SOUND: "Lost and Delirious" is presented in Dolby Digital 5.1 as well as English and French 2.0. The film provides enjoyable audio quality, but it doesn't provide much activity. The majority of the audio is dialogue-driven and comes from the center channel. The score and songs come nicely from the main front speakers. Surrounds rarely came in, but they did provide rare reinforcement of the music and some slight ambience.

MENUS:: Although the menus are not animated, they are nicely designed and easily navigated, also using the score in the background of the main menu. Also, Seville has done a nice job with the box art; although there's not an insert, the outer cover is professional looking and the features are even displayed in a grid on the back. The only error: the back of the box says that the film is pan & scan when it is presented in 1.85:1 anamorphic widescreen.
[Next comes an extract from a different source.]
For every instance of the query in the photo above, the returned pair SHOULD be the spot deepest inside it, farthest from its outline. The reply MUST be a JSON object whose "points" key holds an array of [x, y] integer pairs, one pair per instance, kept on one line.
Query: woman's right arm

EXTRAS: Although there was a commentary by director Lea Pool planned, it apparently didn't work out due to scheduling conflicts. Included are a nicely done and enjoyably detailed & honest 8 minute featurette, photo gallery and full-frame/2.0 trailer.

Final Thoughts: "Lost and Delirious" is a haunting and occasionally devastating romantic drama and succeeds largely due to the stellar performances of the three lead actresses. Those who didn't think much of Perabo after "Coyote Ugly" will almost certainly have their minds changed by this effort. Seville has done a nice job with this DVD effort, as they've provided enjoyable audio/video quality and a few nice supplements. Recommended.

Note: This is a Canadian edition release, which is a Region 1 edition - but, it needs to be imported. A US release, by Studio Home Entertainment, has been announced for 12/11/01. Whether or not that edition will have the same features or presentation is yet to be seen, but a review of that edition will also be done around the release date.